O meu rosto está a desaparecer, o que me está a acontecer? A importância de conhecer o mecanismo para chegar ao Diagnóstico
Objectivos
Pretendemos mostrar aqui dois aspectos fundamentais na clínica quando uma situação rara está na origem do problema de um doente: a importância de uma exposição e o possível mecanismo envolvido no desenvolvimento do processo.
Resumo clínico
Conheci o Xosé quando ele estava a fazer quimioterapia a um tumor nos testículos, aos 27 anos. No meu primeiro contacto, fiquei chocado ao ver o seu rosto. Hesitei em perguntar-lhe sobre a grande cicatriz que tinha no rosto, mas na nossa primeira interação ele contou-me toda a sua história.
Há quatro anos
Xosé trabalhou num matadouro quatro anos antes do seu último diagnóstico de cancro nos testículos. Nessa altura, mantinha um contacto intermitente com o álcool e, ocasionalmente, com a cocaína. Todas as manhãs, tocava e movia uma grande quantidade de carne, com os dois braços, e por vezes tinha de carregar as peças ao ombro, depois de limpar e lavar a carne. Muitas vezes, estava exausto, a suar, e tinha a cara molhada e com comichão.
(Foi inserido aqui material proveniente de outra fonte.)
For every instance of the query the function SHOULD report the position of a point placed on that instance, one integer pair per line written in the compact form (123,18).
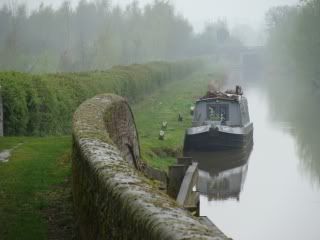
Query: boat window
(218,112)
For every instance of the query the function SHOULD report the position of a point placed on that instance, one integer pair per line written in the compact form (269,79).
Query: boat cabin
(222,109)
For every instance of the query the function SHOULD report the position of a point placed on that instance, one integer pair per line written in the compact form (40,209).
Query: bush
(44,104)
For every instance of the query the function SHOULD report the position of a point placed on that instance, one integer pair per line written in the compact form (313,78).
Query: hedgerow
(44,104)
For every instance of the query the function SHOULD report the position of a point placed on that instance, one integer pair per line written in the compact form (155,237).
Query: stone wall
(113,200)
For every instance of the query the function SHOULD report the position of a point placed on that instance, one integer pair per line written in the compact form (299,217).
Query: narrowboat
(220,121)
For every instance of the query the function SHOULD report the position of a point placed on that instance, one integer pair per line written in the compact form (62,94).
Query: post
(1,114)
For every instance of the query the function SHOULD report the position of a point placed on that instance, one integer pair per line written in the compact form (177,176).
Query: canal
(266,192)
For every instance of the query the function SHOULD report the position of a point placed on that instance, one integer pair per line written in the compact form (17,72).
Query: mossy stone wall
(113,200)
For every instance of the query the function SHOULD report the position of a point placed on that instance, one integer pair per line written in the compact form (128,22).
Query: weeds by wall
(44,104)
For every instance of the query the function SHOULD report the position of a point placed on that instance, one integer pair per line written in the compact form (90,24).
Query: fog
(245,12)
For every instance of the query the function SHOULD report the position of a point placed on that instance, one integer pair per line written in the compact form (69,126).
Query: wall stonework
(112,199)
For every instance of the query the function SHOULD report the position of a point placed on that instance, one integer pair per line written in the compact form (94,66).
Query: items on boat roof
(228,94)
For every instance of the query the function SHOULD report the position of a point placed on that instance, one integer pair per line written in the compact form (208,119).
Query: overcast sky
(199,12)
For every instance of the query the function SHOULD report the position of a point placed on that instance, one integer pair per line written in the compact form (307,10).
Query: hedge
(44,104)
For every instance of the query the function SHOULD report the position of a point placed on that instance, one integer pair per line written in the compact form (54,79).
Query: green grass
(165,105)
(35,198)
(27,181)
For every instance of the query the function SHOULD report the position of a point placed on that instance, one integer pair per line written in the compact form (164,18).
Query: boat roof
(220,96)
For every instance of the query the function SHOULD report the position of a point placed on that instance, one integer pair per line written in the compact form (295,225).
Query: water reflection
(269,197)
(222,174)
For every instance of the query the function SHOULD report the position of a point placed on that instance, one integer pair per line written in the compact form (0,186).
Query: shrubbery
(44,104)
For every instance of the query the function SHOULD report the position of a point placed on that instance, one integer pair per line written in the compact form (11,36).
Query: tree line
(98,35)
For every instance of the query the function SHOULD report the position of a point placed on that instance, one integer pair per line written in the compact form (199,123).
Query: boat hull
(216,139)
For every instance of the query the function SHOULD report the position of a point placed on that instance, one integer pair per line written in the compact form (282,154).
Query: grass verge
(33,185)
(165,105)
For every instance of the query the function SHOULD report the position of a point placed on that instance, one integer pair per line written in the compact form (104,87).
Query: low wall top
(112,199)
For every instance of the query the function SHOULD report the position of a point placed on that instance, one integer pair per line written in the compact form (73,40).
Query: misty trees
(97,35)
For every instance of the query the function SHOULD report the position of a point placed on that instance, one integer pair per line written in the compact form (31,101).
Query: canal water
(265,192)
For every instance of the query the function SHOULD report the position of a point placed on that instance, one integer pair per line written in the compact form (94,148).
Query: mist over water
(277,199)
(270,192)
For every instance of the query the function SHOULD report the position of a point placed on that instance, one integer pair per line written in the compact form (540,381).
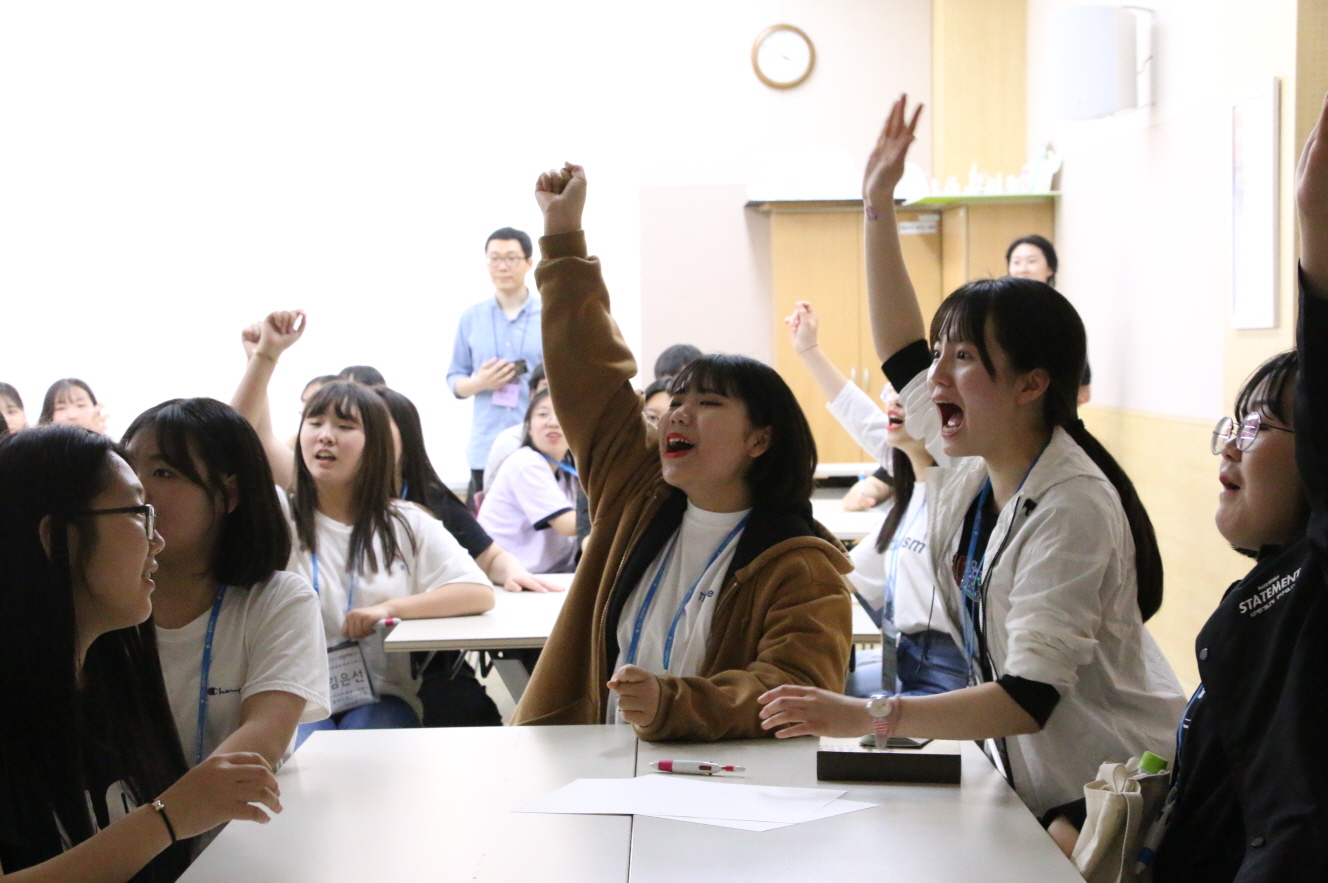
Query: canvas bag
(1121,806)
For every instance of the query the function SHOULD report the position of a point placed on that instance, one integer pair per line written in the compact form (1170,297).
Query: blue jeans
(927,663)
(388,713)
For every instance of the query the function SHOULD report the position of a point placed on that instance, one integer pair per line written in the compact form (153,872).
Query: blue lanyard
(205,672)
(972,575)
(349,592)
(659,575)
(893,575)
(971,584)
(566,468)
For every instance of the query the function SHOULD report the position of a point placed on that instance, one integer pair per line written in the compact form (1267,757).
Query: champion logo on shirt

Um dia, o seu rosto começou a mudar drasticamente, com ambas as bochechas a ficarem vermelhas, com mais comichão do que o habitual, e começou a sentir como se estivesse a perder a pele e os músculos, e o problema estendeu-se ao pescoço. Quando o internista o viu, o seu rosto estava vermelho e a sua pele estava completamente alterada. Nenhuma outra parte do corpo estava afetada. Não apresentava outros sintomas, como dispneia, tosse, dor de garganta, falta de ar ou problemas abdominais. Foi recolhida uma amostra da cicatriz para cultura.

Diagnóstico final
A cultura foi positiva para duas bactérias, Proteus mirabilis e Fusobacterium necrophorum, esta última uma bactéria Gram-negativa, um habitante comum do trato alimentar em humanos e animais, e provavelmente responsável pelo quadro clínico do doente. Foi efectuado um tratamento combinado com ciprofloxacina e clindamicina, mas a resposta demorou a aparecer. O doente referiu que a cicatrização e a infeção começaram a melhorar quando deixou de consumir álcool.
Perguntas
Tem alguma ideia sobre o mecanismo de infeção?
Que síndroma está associado a esta bactéria?
Como o doente tinha os dois braços ocupados, limpou a cara com a gola da bata contaminada.
A Fusobacterium necrophorum é o agente etiológico da síndrome de Lemierre.